With the growing adoption of automatic data collection systems (ADCS), transit providers can now collect volumes of data on their operations and their customers’ behavior. The use of automated fare collection (AFC) systems, by collecting fares electronically and storing the data digitally, permits urban public transit providers to collect fine-resolution data on how their customers interact with the network. These data can show, for every transaction a customer performs, where and when that transaction occurred. If customers are uniquely identified, it is then possible to determine their behavior over one or many days, including the origins and destinations (OD) of their trips.
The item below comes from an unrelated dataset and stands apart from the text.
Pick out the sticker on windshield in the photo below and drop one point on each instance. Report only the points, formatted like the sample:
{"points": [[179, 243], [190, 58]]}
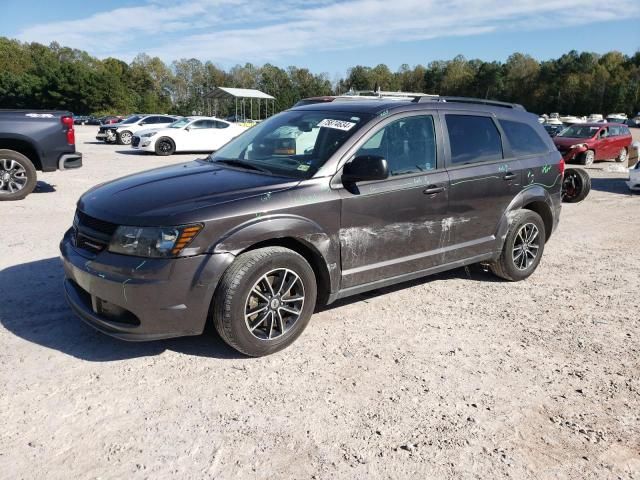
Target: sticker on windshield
{"points": [[337, 124]]}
By using ADCS data to infer origins, destinations, and journeys, transit providers and researchers can avoid the need to gather information about usage using costly, time-consuming, and often inaccurate surveys (Riegel, 2013). Due to their nature, these surveys are limited in both sample size and frequency, whereas (ADCS) data have the potential to provide information at a near daily frequency. In the USA an example of the potential use of such information is the federally required Title VI and environmental justice (EJ) reporting. Title VI of the Civil Rights Act of 1964 prevents agencies receiving federal funding from having a disparate impact with regards to race, ethnicity, or national origin. In complying with this law, large transit agencies must report regularly on how their service is provided to populations with different demographics. There is a growing critique of the inaccuracies inherent to the required methodology (Bills, 2013; Karner & Golub, 2015; Karner & Niemeier, 2013), based on outdated data collection methods which have not kept pace with the availability of large, passenger-level data sets from ADCS.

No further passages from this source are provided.